Désormais, avec la politique protectionniste adoptée par l’actuel gouvernement américain, ces avantages disparaissent. Ainsi à Madagascar, la vanille et le textile sont désormais taxés à 47 %, le Lesotho, spécialisé dans le denim, encaisse une taxe de 50 % tandis que l’Afrique du Sud, premier exportateur africain vers les États-Unis, redoute la suppression de plus de 35.000 emplois dans le secteur des agrumes.
En Côte d’Ivoire, ce sont surtout les exportations de cacao transformé et de produits agricoles à forte valeur ajoutée qui se trouvent menacées.
Pour l’économiste malien Étienne Fakaba Sissoko, la fin de l’AGOA doit être vue comme « une occasion historique pour l’Afrique de sortir de la dépendance ». Il appelle les États africains à « renforcer leurs accords intra-continentaux » et à accélérer la mise en œuvre de la Zone de libre-échange continentale africaine (Zlecaf). Le consultant Mamady Kamara, établi aux États-Unis, abonde dans le même sens. Selon lui, la diversification des partenariats est inévitable. « La Chine, déjà premier partenaire commercial de nombreux pays africains, apparaît comme une alternative naturelle. Mais l’Union européenne, l’Inde, la Turquie, le Brésil ou encore la Russie cherchent aussi à accroître leur présence », explique-t-il, tout en soulignant qu’il faudra éviter de « remplacer une dépendance par une autre ».
En 2024, les exportations africaines via l’AGOA représentaient huit milliards de dollars, alors que les échanges commerciaux entre l’Afrique et la Chine s’élevaient à 295 milliards de dollars, selon les douanes chinoises.

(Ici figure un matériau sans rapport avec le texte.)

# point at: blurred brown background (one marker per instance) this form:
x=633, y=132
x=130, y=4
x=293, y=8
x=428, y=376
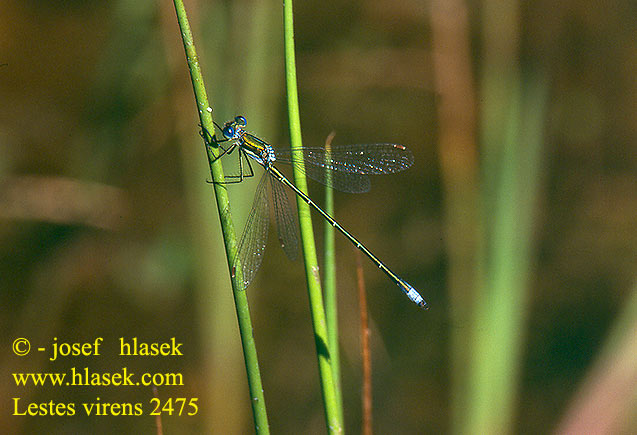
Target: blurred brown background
x=109, y=228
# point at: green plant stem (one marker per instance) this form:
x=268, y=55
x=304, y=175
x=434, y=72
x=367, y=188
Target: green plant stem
x=329, y=285
x=229, y=235
x=328, y=389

Au-delà des chiffres, ce sont des milliers de travailleurs et de familles africaines qui voient leur avenir fragilisé par la fin du programme. Dans les mines du Ghana et de la Namibie, l’incertitude plane sur la compétitivité des exportations.
« L’Afrique est à la croisée des chemins », résume M. Sissoko, estimant qu’elle peut continuer à dépendre de dispositifs extérieurs ou saisir cette occasion pour bâtir ses propres modèles de coopération, basés sur la complémentarité et la création de valeur locale.
La fin de l’AGOA, redoutée par beaucoup, pourrait donc se transformer en une opportunité historique, celle d’une réinvention commerciale où l’Afrique, forte de ses ressources et de son marché intérieur, tracerait une nouvelle voie vers l’autonomie économique.